The Art of War for Writers
In the Art of War for Writers, James Scott Bell kicks writing butt by coupling the principles set forth by the great military strategist, Sun Tzu (544-496 B.C.), a general, philosopher, and all around savvy guy, as well as author of one of the first military treatise ever written. Sun Tzu’s time honored strategies are transferable, it seems, as Bell ingeniously applies proven military tactics to the art of writing. That writers have employed many of these exercises since the first stories were told is something Bell readily acknowledges, but he’s not afraid to retread a few of these writing tips in support of the cause. He also provides some very useful advice on getting yourself published. I found The Art of War inspiring in ways that other books on the craft fall short. If you’ve been at this awhile, you’ll have read more than a few books on writing and after a bit, the advice all blends together. The great thing about Bell’s book is that even when the advice is nothing new, the presentation is both novel and inspiring. If you haven’t been at this long, then The Art of War is essential as it forces you to break your writing down into small, bite-sized pieces which, as any good writer must accept, is the only way to get anything done. You can only hold one scene or chapter or even paragraph in your mind at once, assuming that you’re in the zone and letting your voice speak through you not the persnickety critic, mind you, but your Voice.
The book is broken up into three parts: reconnaissance, tactics, and strategy. Each chapter is headed up with a quote, adopted from Sun Tzu’s Military strategy. Reconnaissance deals with the mental clarity it takes to be a writer. Just about every chapter deals with overcoming this or that phobia, lazy attitude, or fear, and turns it into a writing event. “Do the thing you fear and death of fear is certain,” was a principle set forth by Teddy Roosevelt with much success, says Bell. As a writer, you should be no less fearful and fearless. Don’t worry, don’t compare, and for Godsakes, don’t compete; just write.

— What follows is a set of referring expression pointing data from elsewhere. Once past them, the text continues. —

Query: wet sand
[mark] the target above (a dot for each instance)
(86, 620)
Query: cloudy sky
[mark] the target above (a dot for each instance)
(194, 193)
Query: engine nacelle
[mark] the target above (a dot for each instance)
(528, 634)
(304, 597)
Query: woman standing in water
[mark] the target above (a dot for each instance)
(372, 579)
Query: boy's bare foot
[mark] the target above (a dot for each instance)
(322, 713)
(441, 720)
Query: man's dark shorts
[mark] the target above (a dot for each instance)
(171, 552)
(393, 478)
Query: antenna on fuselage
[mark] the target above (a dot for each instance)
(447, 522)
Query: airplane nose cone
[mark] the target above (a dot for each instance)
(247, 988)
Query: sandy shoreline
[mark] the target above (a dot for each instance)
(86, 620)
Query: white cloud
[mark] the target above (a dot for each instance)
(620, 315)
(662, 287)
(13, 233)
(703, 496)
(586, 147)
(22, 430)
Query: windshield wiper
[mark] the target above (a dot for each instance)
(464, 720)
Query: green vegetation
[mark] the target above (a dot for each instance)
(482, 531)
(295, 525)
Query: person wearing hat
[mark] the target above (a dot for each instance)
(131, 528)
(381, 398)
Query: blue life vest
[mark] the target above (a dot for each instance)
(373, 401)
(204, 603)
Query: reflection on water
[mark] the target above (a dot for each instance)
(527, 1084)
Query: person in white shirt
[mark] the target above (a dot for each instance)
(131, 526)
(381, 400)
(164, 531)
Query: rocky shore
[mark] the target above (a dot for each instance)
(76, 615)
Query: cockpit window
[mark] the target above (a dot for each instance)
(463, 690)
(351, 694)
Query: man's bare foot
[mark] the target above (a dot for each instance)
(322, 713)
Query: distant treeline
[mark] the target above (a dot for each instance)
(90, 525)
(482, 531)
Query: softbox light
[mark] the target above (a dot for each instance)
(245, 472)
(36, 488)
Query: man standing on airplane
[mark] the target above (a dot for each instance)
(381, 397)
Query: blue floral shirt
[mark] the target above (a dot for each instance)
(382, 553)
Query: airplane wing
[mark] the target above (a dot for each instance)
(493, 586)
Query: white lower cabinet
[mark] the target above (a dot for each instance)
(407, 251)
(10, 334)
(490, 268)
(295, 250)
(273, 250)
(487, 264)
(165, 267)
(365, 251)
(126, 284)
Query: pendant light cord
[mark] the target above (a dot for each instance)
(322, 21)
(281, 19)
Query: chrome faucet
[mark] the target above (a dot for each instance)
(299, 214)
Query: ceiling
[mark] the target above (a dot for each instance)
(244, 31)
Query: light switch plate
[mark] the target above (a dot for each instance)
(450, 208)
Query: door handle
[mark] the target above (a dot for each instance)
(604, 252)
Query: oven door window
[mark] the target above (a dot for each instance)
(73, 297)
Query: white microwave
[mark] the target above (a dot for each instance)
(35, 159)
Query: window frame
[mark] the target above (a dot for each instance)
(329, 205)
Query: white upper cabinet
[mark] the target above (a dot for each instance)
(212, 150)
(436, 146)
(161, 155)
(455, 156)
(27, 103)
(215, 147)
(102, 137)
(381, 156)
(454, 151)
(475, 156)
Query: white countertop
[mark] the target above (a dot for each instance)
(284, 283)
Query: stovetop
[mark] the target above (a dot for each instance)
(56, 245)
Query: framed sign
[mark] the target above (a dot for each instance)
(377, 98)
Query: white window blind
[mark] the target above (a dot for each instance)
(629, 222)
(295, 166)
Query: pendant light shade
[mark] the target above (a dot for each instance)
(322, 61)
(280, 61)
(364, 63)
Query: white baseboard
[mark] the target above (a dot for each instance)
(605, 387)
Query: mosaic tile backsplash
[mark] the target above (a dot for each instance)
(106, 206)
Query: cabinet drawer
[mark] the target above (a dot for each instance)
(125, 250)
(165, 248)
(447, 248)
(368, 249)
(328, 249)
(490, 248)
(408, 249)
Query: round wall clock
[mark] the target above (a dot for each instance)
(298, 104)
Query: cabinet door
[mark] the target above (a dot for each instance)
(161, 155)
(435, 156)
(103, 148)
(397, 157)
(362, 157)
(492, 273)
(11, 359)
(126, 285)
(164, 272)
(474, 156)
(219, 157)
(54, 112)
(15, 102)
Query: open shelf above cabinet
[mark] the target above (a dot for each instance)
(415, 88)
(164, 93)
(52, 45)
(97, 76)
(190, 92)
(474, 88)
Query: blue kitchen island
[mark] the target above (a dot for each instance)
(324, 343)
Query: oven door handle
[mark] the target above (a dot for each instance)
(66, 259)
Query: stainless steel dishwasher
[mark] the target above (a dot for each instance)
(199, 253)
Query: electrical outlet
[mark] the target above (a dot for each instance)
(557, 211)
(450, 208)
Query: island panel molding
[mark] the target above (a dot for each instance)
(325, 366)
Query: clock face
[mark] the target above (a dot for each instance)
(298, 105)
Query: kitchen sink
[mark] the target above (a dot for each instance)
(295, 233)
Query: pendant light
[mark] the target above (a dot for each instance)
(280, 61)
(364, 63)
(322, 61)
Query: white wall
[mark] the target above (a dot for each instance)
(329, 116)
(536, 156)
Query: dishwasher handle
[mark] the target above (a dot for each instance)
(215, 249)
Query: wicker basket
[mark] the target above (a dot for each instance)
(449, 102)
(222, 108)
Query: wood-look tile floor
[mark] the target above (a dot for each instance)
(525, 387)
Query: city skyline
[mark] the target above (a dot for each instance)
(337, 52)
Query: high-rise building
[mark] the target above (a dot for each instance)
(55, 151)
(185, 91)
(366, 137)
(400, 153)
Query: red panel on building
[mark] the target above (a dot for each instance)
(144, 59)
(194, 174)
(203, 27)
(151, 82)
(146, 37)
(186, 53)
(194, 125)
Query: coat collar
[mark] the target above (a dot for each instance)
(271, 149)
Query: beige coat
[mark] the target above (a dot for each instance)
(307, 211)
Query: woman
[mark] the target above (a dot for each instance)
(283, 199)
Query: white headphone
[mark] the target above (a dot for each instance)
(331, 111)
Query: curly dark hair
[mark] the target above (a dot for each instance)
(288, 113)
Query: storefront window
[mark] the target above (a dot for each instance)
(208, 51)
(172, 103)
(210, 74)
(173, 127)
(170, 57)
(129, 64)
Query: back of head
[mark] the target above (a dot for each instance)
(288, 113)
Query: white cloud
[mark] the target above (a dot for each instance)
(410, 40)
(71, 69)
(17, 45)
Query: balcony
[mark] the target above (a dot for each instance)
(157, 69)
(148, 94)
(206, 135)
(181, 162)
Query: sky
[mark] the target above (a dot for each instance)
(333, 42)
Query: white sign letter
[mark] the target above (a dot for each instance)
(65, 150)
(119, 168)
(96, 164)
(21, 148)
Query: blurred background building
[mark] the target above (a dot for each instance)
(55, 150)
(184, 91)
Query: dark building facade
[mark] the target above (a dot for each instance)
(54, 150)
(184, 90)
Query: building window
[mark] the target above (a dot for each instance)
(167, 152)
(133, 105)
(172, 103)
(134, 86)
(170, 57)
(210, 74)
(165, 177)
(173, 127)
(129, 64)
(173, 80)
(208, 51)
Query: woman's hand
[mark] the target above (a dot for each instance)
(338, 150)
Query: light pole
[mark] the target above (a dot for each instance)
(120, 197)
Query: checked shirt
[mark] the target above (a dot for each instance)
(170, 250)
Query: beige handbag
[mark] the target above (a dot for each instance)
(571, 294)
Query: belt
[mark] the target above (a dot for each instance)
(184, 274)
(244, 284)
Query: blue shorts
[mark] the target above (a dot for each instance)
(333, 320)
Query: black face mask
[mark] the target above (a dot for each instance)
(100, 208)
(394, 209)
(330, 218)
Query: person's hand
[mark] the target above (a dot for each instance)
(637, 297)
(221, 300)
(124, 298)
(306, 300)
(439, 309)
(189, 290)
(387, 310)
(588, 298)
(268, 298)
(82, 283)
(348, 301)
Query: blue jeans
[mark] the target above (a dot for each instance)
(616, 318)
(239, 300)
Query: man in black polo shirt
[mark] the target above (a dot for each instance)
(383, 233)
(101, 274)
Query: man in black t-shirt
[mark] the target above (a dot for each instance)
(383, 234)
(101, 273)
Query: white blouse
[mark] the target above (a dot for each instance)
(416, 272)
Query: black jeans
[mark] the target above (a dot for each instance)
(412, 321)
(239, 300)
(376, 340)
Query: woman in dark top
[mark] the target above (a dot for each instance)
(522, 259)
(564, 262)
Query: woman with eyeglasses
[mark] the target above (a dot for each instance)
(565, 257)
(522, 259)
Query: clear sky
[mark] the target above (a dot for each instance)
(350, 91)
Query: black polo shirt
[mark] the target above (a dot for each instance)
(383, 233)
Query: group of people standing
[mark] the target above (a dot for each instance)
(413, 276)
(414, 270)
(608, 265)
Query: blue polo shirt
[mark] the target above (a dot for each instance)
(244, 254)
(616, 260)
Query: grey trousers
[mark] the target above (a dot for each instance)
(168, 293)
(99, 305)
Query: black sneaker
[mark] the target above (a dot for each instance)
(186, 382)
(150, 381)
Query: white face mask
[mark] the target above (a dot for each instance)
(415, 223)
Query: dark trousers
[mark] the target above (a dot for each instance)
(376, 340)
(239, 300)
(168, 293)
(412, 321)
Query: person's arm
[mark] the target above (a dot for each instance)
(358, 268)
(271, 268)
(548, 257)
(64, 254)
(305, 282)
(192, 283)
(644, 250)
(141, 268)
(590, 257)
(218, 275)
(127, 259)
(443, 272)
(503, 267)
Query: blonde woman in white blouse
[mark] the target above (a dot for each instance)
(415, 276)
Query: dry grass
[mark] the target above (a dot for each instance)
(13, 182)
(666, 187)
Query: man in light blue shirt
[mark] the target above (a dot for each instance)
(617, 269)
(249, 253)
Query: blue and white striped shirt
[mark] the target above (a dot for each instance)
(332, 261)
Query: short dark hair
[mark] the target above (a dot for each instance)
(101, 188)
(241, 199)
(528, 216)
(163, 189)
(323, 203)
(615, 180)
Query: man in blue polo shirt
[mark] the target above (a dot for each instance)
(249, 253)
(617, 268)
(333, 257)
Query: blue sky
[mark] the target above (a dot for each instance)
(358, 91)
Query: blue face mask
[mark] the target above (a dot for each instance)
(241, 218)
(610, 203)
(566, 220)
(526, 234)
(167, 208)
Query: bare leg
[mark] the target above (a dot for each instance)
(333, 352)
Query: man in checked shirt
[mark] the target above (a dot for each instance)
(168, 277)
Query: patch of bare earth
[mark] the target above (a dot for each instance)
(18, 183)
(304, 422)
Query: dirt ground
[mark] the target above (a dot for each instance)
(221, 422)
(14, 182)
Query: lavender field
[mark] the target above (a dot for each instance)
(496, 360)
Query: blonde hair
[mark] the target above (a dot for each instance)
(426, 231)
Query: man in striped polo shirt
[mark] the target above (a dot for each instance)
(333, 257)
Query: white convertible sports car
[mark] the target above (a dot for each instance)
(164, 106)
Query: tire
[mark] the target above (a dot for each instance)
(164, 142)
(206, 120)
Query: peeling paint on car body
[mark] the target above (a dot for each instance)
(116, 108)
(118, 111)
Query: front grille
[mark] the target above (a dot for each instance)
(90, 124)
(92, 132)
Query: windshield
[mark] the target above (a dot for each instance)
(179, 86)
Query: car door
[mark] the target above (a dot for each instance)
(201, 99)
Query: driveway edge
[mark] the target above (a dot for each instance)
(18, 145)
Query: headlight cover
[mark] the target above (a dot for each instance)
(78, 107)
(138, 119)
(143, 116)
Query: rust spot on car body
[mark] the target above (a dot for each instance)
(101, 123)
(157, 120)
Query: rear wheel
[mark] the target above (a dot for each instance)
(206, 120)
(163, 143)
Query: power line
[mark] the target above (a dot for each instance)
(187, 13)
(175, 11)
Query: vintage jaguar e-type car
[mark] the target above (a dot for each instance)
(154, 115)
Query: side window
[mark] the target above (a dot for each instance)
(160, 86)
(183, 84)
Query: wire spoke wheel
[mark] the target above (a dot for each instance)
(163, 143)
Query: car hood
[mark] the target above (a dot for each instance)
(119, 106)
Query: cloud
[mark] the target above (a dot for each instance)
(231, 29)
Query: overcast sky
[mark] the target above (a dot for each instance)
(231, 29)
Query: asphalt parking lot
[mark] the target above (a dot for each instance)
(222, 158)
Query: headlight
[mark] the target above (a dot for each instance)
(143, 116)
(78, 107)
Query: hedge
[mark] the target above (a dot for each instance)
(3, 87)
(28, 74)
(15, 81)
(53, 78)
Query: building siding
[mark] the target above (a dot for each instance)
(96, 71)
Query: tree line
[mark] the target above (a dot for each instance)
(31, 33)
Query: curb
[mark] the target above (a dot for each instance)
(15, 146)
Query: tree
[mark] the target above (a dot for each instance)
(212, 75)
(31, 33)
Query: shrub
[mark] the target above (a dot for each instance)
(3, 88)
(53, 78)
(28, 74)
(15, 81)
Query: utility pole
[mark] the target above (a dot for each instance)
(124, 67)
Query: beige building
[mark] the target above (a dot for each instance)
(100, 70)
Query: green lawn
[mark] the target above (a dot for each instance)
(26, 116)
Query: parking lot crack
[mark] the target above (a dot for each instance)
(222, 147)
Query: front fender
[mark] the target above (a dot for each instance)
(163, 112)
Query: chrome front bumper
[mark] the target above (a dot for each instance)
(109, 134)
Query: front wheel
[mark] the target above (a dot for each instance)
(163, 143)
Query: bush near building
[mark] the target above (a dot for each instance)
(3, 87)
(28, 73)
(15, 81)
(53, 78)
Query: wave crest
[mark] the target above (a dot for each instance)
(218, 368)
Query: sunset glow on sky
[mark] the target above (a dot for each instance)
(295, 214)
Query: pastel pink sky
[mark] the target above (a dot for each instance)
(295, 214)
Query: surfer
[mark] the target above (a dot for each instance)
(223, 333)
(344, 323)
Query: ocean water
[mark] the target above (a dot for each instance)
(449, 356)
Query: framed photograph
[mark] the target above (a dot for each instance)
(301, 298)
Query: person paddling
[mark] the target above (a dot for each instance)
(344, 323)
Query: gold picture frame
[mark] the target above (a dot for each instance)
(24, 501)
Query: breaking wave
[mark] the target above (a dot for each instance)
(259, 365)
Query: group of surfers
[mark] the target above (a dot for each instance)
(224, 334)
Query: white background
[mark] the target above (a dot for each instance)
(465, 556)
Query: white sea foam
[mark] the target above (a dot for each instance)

The section on tactics deals with honing skills, not settling for mediocrity, and shaping yourself to acclimate always with the goal of supreme victory in mind. This means you will need to work outside your comfort zone and wrestle your demons into submission, but it will be worth it for your story. Bell wants you to yank your readers into your story from word one and for Godsakes, don’t talk about the weather, at least not at first, unless weather happens to be critical to whatever opening salvo you put forth. Tactics is the meat of the book and the place where the most practical advice lives. Finally, there’s strategy, and if you aren’t interested in being published or produced, move on, but if you are, these chapters round out the book like creme brûlée and cognac after a delicious meal so don’t walk away just yet. Agents, publishers, query letters, elevator speeches and writing conferences — they are all there, waiting to guide you into battle along with Bell and Sun Tzu. So grab your weapons — pen and paper — and get to it. We’ll see you on the battlefield.